Metadata-Version: 2.3
Name: cde-submit-migration
Version: 0.14.0
Summary: Lightweight spark-based migration runner for executing SQL migrations on Spark catalog tables in Cloudera Data Engineering (CDE).
Author: Domovic, Matija (PPN)
Author-email: Domovic, Matija (PPN) <matija.domovic@porsche.digital>
Requires-Dist: click>=8.3.1
Requires-Dist: pyspark==3.5.1
Requires-Python: >=3.11
Description-Content-Type: text/markdown

# cde-submit-migration

Lightweight Spark-based migration runner for executing SQL migrations on Spark catalog tables in Cloudera Data Engineering (CDE).

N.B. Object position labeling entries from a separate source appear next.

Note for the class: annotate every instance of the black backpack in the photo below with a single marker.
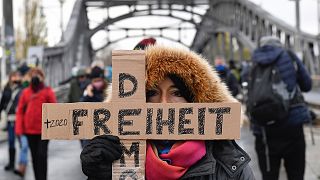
(269, 100)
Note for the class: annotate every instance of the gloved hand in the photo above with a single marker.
(97, 157)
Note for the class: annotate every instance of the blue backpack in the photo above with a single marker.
(269, 100)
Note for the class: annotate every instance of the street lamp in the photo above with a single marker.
(297, 38)
(61, 19)
(319, 17)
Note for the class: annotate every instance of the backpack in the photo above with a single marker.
(269, 100)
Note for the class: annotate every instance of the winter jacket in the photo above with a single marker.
(76, 90)
(6, 98)
(224, 159)
(29, 112)
(293, 73)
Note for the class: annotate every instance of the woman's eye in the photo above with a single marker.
(151, 93)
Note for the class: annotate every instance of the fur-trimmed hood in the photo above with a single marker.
(198, 75)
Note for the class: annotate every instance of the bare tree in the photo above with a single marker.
(34, 31)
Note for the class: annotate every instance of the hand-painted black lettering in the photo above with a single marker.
(60, 122)
(75, 121)
(201, 120)
(52, 123)
(134, 149)
(100, 123)
(219, 119)
(149, 121)
(183, 121)
(47, 123)
(129, 173)
(132, 79)
(160, 122)
(121, 122)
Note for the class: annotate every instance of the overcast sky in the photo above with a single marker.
(283, 9)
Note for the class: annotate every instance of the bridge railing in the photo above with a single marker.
(72, 51)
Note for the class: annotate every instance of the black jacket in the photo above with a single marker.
(226, 161)
(6, 97)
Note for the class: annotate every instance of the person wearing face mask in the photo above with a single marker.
(8, 103)
(77, 85)
(175, 76)
(94, 92)
(29, 122)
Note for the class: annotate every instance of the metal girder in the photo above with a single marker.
(139, 13)
(136, 36)
(110, 3)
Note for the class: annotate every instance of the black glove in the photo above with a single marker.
(97, 157)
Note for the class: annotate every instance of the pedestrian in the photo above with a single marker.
(95, 91)
(277, 110)
(29, 119)
(23, 141)
(227, 76)
(234, 69)
(9, 102)
(175, 76)
(78, 85)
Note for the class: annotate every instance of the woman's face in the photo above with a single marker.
(165, 92)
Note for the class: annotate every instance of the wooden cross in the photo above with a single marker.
(134, 121)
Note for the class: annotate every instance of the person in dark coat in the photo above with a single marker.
(227, 76)
(8, 103)
(29, 119)
(78, 85)
(185, 78)
(284, 141)
(95, 90)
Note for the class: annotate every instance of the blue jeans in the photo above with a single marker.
(11, 135)
(23, 159)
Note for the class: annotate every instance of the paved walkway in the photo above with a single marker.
(312, 154)
(63, 163)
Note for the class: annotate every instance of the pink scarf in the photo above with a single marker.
(183, 155)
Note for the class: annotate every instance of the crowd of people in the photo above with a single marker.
(21, 101)
(186, 78)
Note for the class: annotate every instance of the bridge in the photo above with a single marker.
(228, 28)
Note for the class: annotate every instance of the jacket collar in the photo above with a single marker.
(226, 154)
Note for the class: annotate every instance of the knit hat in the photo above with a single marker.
(270, 41)
(96, 72)
(23, 69)
(181, 85)
(144, 43)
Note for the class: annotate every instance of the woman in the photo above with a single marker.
(94, 92)
(183, 77)
(29, 122)
(9, 101)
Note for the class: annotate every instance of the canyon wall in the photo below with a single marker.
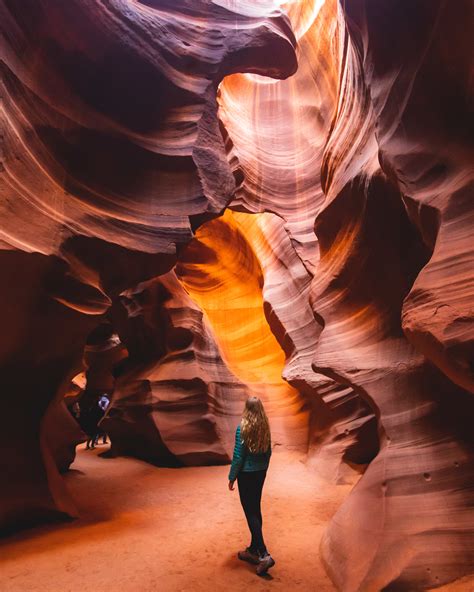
(111, 154)
(337, 285)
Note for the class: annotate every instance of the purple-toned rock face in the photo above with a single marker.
(202, 200)
(111, 154)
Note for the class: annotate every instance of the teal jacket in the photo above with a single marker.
(246, 461)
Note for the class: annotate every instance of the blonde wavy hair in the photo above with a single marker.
(254, 426)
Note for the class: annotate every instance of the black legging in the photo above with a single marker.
(250, 492)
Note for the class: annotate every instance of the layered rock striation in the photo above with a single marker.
(111, 153)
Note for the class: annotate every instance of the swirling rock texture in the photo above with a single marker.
(111, 153)
(394, 239)
(338, 286)
(175, 401)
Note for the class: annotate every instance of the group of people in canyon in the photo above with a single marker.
(88, 412)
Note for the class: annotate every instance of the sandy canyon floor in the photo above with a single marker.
(149, 529)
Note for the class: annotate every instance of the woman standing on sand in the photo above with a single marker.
(249, 466)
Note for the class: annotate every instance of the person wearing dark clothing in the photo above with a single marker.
(250, 462)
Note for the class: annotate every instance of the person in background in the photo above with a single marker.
(249, 466)
(103, 403)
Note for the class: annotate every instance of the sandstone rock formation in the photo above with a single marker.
(111, 153)
(338, 284)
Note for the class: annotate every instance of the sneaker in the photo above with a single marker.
(249, 556)
(264, 564)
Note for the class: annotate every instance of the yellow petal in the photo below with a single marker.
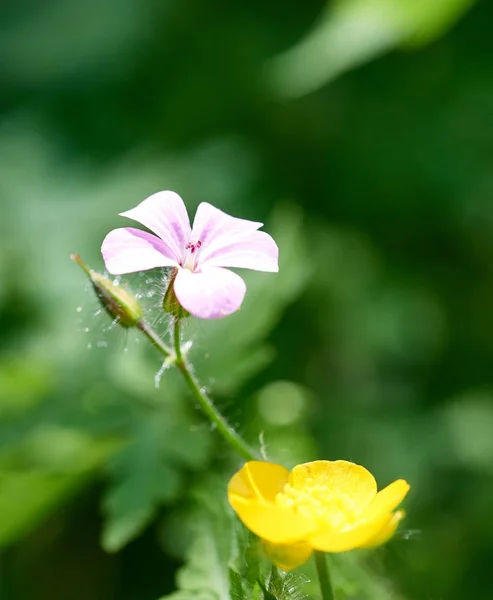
(287, 556)
(387, 530)
(252, 493)
(260, 480)
(375, 528)
(332, 540)
(388, 499)
(339, 476)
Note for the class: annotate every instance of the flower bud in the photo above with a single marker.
(170, 301)
(117, 302)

This repository contains a small CLI and a Spark job that can apply SQL migration files (single .sql file or a zipped folder containing multiple .sql files) to a Spark catalog. It was created to make it easy to run migrations either locally (for testing) or by submitting the job through CDE's `cde spark submit` command.

## Highlights
- Run a single SQL migration file or a folder (zipped automatically) containing multiple ordered `.sql` files.
- Local mode (uses a local path-based Iceberg catalog) for development and testing.
- Integration with Cloudera Data Engineering (`cde spark submit`) for production runs.

## Requirements
- Python 3.11 or later
- `pyspark==3.5.1`


## Install
```bash
uv tool install cde-submit-migration
```

```bash
pip install cde-submit-migration
```

After installation you should have following console command available:
    - `submit-cde-migration` to perform migration on CDE environment,
    - `submit-local-migration` to perform migration in local environment (for testing purposes)

To upgrade package to the latest version use following commands:
```bash
uv tool upgrade cde-submit-migration 
```

```bash
pip install --upgrade cde-submit-migration
```

## Usage
```bash
submit-cde-migration --path path/to/migrations --db target_database --profile my-cde-profile
```

```bash
submit-local-migration --path path/to/migrations --db target_database
```

Notes on arguments:
- `--path` — path to a single `.sql` file or a folder containing `.sql` files. When passing a folder in non-local mode, the folder is copied and zipped before submission.
- `--db` — target database name to use as the current catalog database. If the database does not exist, it will be created.
- `--profile` — optional CDE configuration profile name used when calling `cde spark submit`.


## Project structure
- `src/cde_submit_migration/main.py` — CLI entrypoint that either runs locally or packages and submits to CDE.
- `src/cde_submit_migration/migration.py` — Spark job that executes SQL migration(s).
- `pyproject.toml` — project metadata and dependencies.


## Troubleshooting
- If `cde spark submit` is not in your PATH, the CDE mode will fail. Make sure the `cde` CLI is installed and configured in the environment you use to run `submit-cde-migration`.
- If you see Spark/Java version incompatibilities when running locally, verify your local Spark/PySpark installation matches the expected runtime (the project pins `pyspark==3.5.1`).